The symbolic thrust of the nation’s capital choosing to relax marijuana legislation would likely not be lost upon the federal government, which has remained behind the times in this regard. Although state after state is moving toward various forms of marijuana legalization or decriminalization, the federal government continues to wage a war of sorts against marijuana.

This unfriendly state-vs.-federal legislative framework is causing significant trouble for investors who wish to help the sector grow, as well as entrepreneurs who’re trying to develop new businesses in a new industry. Access to financial capital and legal representation, for example, is a major concern for these people—many major banks and lending agencies grow leery when they learn that marijuana is involved, and it’s precisely the problematic federal legislative structure that’s at fault here.

CBS quotes Councilmember David Grosso, who is a co-sponsor of the proposed bill:

“It’s time for us to recognize that marijuana does not do harm,” said Grosso. “It’s not a gateway drug like people think it is. It’s not causing massive accidents or causing people to go crazy on the streets. And it’s just leading a lot of kids right to jail. Until they’re able to purchase this in a regular store and not have any consequences, that’s what it’s going to continue to do.”

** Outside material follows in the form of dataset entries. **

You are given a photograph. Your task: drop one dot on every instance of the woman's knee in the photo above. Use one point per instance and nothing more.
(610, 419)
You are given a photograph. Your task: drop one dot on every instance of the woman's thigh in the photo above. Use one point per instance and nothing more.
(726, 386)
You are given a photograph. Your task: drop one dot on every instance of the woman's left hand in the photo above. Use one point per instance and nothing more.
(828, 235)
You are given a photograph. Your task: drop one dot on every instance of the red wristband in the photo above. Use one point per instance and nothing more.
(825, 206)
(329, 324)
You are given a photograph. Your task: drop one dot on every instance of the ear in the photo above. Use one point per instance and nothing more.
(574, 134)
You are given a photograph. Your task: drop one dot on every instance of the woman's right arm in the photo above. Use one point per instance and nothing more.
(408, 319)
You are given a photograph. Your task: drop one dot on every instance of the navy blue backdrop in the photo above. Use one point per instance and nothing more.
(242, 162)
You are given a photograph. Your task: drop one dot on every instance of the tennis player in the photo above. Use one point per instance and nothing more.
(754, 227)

Clearly, there is a widespread shift underway in sentiment regarding what was once considered a dangerous “gateway” drug (i.e. that marijuana usage would be the start of a slippery slope that culminates in the abuse of far worse drugs like cocaine or heroin).

Companies like GrowLife, Inc. (OTC: PHOT) and Medical Marijuana Inc. (OTC: MJNA) have already benefited from friendlier legislation in other states. D.C. will undoubtedly see similar benefits in the near future.